Wenn Sie sich hauptsächlich für kabellose Werkzeuge interessieren, lautet die kurze Antwort: Bürstenlose Gleichstrommotoren (BLDC) sind in der Regel in Bezug auf Leistungsgewicht, Laufzeit, Steuerung und Lebensdauer überlegen. Kommutator Motoren punkten in der Regel mit ihrem günstigen Preis und ihrer brutalen Einfachheit. Kabelgebundene Geräte und extrem günstige Werkzeuge basieren nach wie vor stark auf Kommutator-Konstruktionen; anspruchsvolle kabellose und präzise Heimwerkerprojekte tendieren hingegen in die andere Richtung.

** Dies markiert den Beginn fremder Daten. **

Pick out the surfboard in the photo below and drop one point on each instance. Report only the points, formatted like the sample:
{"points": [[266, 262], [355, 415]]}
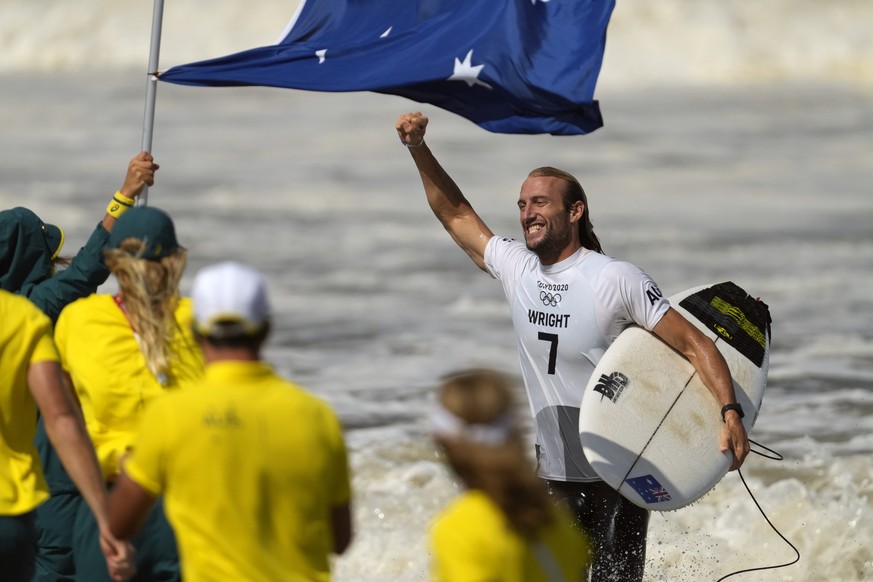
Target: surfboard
{"points": [[649, 426]]}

Worum es bei diesem Vergleich wirklich geht

Wenn ich hier von “Kommutatormotor” spreche, meine ich damit die gesamte Familie der bürstenbehafteten Motoren: herkömmliche Gleichstrommotoren und die klassischen Universal-Wechselstrom-/Gleichstrommotoren mit Reihenschlusswicklung, die in vielen kabelgebundenen Bohrmaschinen, Schleifmaschinen und Sägen zu finden sind. Sie alle schalten den Strom mit Bürsten und einem mechanischen Kommutator. BLDC-Motoren übertragen diese Aufgabe auf die Elektronik: Permanentmagnetrotor, gewickelter Stator und ein Controller, der das Schalten in Silizium statt in Kohlenstoff und Kupfer übernimmt.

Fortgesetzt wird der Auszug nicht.